Chief executive Tom Eisenhauer says a strong pipeline leaves his firm confident it can deploy capital quickly across Canada’s farmland markets.

Bonnefield Financial‘s chief executive said it expects to deploy most of the C$137 million ($103.8 million; €93.7 million) it raised at first close for its open-ended fund during Q1 2020.

Tom Eisenhauer, president and CEO of the Toronto-headquartered farmland manager, told Agri Investor: “We expect this first C$137 million is going to get committed pretty quickly.

“Our investment team thinks it’s going to be pretty much committed in the first bit of Q1, [because] we’ve seen such strong demand from Canadian farmers.”

Eisenhauer added that the Bonnefield Canadian Farmland Fund V contained one anchor investment by a “large” Canadian pension, which he declined to name, alongside commitments from four smaller Canadian institutions.

He told Agri Investor in June that the firm was launching the open-ended vehicle to meet growing demand for exposure to farmland, which had come from endowments and smaller pension plans in Canada. Through a strategy focused largely on offering sale/leasebacks to Canadian farmers across a diversified range of the country’s regions, the fund targets internal rates of return, net of fees, of between 9 and 11 percent.

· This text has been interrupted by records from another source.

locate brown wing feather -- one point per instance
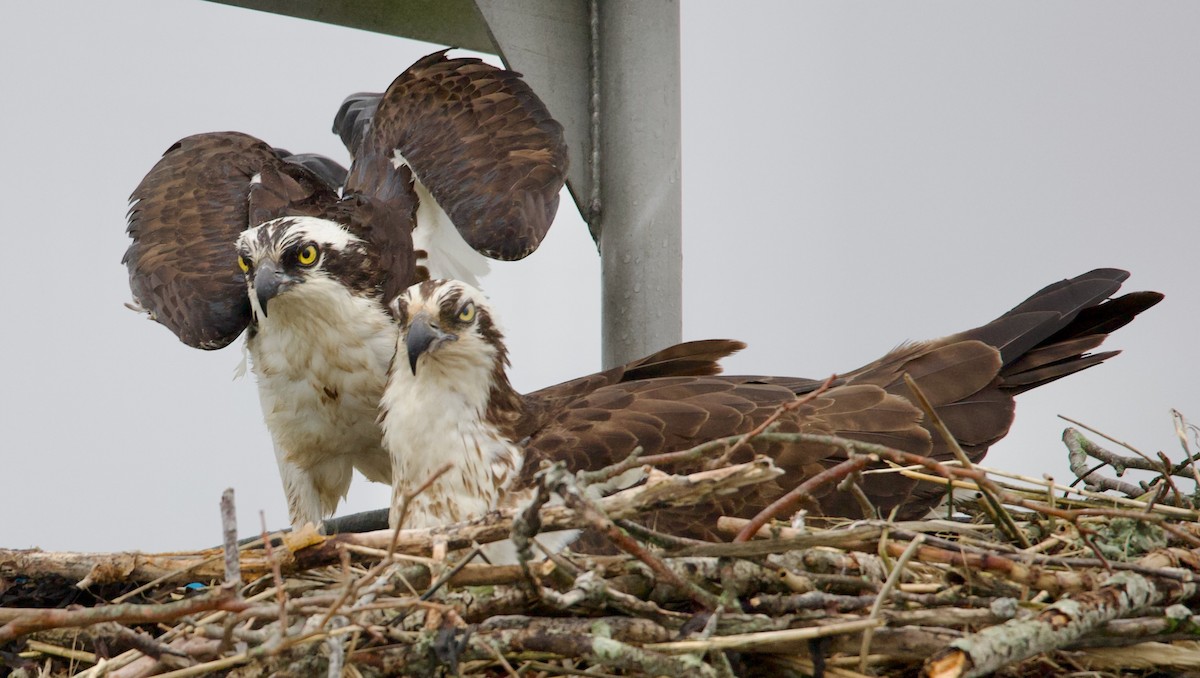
(184, 219)
(970, 378)
(483, 143)
(669, 414)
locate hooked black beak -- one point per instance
(424, 336)
(269, 282)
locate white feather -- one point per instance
(449, 256)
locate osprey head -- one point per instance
(450, 324)
(288, 253)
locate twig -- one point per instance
(771, 420)
(893, 579)
(803, 491)
(748, 642)
(1080, 448)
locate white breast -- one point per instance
(322, 361)
(436, 418)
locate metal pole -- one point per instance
(641, 205)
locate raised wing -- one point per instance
(478, 138)
(185, 216)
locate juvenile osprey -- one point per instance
(448, 397)
(228, 233)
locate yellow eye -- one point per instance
(307, 256)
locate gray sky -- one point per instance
(855, 175)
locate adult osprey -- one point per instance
(448, 397)
(229, 233)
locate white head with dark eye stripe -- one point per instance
(285, 256)
(447, 327)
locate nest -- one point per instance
(1017, 577)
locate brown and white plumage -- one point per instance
(970, 377)
(455, 160)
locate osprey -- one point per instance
(449, 399)
(455, 160)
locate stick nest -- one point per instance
(1015, 576)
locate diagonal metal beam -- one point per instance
(607, 70)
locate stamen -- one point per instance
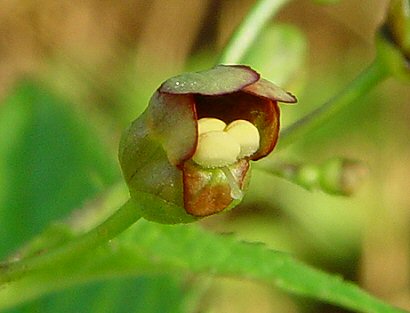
(236, 192)
(246, 134)
(216, 149)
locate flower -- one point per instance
(190, 150)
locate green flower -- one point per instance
(189, 152)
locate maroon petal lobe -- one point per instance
(172, 121)
(266, 89)
(207, 192)
(260, 111)
(221, 79)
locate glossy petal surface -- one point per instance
(216, 81)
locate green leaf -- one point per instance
(153, 248)
(51, 162)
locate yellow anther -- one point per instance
(246, 134)
(208, 124)
(216, 149)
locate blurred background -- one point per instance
(74, 74)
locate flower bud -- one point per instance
(180, 160)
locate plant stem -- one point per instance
(249, 29)
(366, 81)
(123, 218)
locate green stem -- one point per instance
(123, 218)
(249, 29)
(366, 81)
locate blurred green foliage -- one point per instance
(52, 162)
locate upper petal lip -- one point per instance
(227, 92)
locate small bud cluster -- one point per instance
(220, 145)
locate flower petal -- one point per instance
(260, 111)
(172, 121)
(266, 89)
(207, 191)
(221, 79)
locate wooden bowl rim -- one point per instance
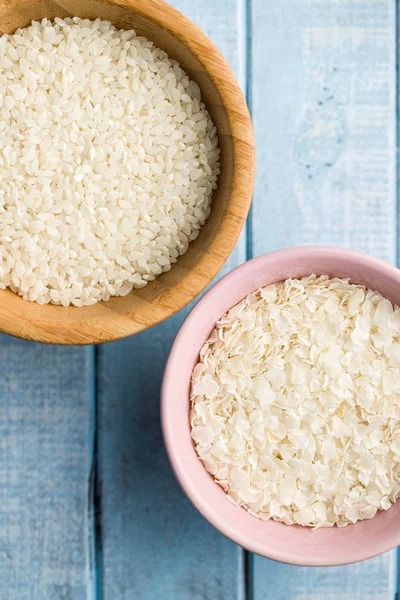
(88, 325)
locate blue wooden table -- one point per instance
(89, 508)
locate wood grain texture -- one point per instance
(120, 317)
(155, 545)
(323, 99)
(43, 473)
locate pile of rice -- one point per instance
(108, 161)
(295, 403)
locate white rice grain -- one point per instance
(108, 161)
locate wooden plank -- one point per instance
(323, 99)
(43, 473)
(154, 543)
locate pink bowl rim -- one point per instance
(196, 497)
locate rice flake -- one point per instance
(295, 403)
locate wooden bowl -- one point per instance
(123, 316)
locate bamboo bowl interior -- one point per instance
(161, 298)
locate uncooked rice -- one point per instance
(108, 161)
(295, 403)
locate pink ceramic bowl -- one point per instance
(291, 544)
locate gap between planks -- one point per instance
(94, 537)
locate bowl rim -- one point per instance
(167, 418)
(104, 321)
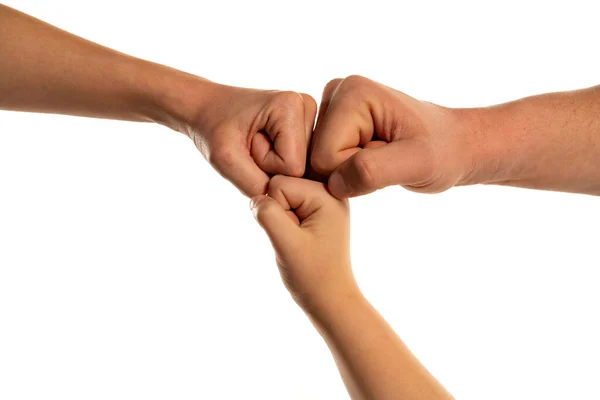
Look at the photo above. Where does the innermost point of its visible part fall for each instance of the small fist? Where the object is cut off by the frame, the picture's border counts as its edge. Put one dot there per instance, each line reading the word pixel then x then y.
pixel 309 230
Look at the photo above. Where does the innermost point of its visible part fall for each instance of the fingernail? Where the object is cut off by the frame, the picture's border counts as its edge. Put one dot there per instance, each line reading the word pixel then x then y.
pixel 254 202
pixel 337 185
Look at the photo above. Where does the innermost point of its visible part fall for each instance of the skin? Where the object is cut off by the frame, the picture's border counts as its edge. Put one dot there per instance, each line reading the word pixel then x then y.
pixel 309 230
pixel 245 134
pixel 369 136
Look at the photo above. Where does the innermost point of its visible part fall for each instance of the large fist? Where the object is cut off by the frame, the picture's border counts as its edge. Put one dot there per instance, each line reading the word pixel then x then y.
pixel 249 134
pixel 309 230
pixel 369 136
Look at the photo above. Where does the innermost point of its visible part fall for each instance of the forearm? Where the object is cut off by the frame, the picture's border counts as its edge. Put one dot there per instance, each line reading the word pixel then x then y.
pixel 45 69
pixel 374 363
pixel 550 142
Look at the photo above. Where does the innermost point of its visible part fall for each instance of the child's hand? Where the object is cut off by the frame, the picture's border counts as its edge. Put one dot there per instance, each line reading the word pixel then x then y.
pixel 309 230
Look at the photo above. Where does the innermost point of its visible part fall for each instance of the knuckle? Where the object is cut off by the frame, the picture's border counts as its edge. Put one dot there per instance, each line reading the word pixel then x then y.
pixel 310 103
pixel 221 157
pixel 332 84
pixel 321 162
pixel 366 170
pixel 355 81
pixel 296 168
pixel 289 100
pixel 277 183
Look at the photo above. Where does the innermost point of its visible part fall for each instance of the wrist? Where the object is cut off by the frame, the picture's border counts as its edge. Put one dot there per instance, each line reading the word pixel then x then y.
pixel 328 301
pixel 491 145
pixel 171 97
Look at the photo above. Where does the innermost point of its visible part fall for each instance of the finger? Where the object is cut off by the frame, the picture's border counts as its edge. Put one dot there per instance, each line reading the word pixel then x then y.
pixel 303 196
pixel 346 125
pixel 285 125
pixel 272 217
pixel 235 164
pixel 327 95
pixel 310 112
pixel 403 162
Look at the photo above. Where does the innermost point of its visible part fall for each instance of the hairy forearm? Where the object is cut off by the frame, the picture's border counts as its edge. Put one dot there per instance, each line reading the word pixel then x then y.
pixel 549 142
pixel 45 69
pixel 373 362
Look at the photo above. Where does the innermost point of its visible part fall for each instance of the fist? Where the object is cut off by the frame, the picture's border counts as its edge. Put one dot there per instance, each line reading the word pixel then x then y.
pixel 248 134
pixel 369 136
pixel 309 230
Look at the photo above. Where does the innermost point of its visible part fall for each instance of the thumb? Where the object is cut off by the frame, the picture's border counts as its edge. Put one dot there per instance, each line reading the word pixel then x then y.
pixel 402 162
pixel 280 226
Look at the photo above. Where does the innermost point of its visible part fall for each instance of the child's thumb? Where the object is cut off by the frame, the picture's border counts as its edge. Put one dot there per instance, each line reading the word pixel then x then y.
pixel 274 220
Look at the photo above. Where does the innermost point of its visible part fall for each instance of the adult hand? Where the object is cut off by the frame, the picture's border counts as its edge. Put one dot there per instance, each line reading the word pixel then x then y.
pixel 249 134
pixel 369 136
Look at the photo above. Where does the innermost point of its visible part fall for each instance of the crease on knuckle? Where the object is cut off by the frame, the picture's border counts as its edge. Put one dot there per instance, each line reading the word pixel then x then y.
pixel 366 171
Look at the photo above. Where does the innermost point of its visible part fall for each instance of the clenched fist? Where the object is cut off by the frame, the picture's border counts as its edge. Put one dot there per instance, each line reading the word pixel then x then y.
pixel 249 134
pixel 369 136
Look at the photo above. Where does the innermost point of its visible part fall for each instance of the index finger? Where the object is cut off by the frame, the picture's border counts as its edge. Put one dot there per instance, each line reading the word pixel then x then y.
pixel 342 128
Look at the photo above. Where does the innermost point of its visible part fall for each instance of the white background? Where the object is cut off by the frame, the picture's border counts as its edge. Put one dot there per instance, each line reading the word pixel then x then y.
pixel 130 270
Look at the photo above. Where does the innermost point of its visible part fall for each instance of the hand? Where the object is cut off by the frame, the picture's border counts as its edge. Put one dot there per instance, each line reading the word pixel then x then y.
pixel 369 136
pixel 309 230
pixel 247 134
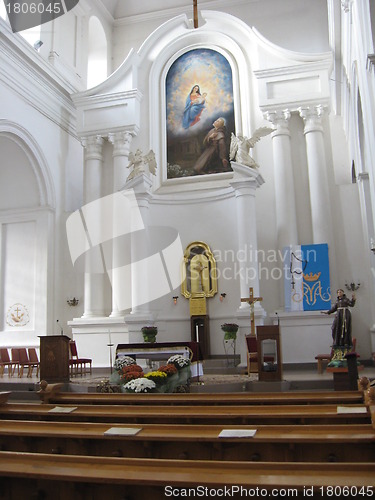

“For many of the smaller plans, they are really being pinched by the low-rate environment,” Eisenhauer said. “People are coming to realize that this low-rate environment that we are in is likely to persist. They [smaller pension plans] have fewer ways to access these various asset classes so there is a pretty strong interest in finding ways, and therefore open-ended structures can make it a bit easier for them.”

Rather than any defined entry or exit period, Eisenhauer said the fund would open to LPs periodically, according to interest from existing and potential new investors and activity levels in farmland markets.

“It’s really going to be, in our case, supply- and demand-driven, rather than [according to] any regular schedule,” he said.

Over the past 12-18 months, said Eisenhauer, Bonnefield’s drive for diversity has come to include a stronger focus on permanent crops, including blueberries in British Columbia and apple orchards in south-western Ontario.

Recent conversations with producers in northern British Columbia, he said, has also revealed significant interest in expanding pea production in the region.

“It’s all relating to this plant protein thing, which is going to be a fundamental driver of agriculture everywhere, but Canada as well, over the next decade or so,” said Eisenhauer. “It’s a big deal, I think.”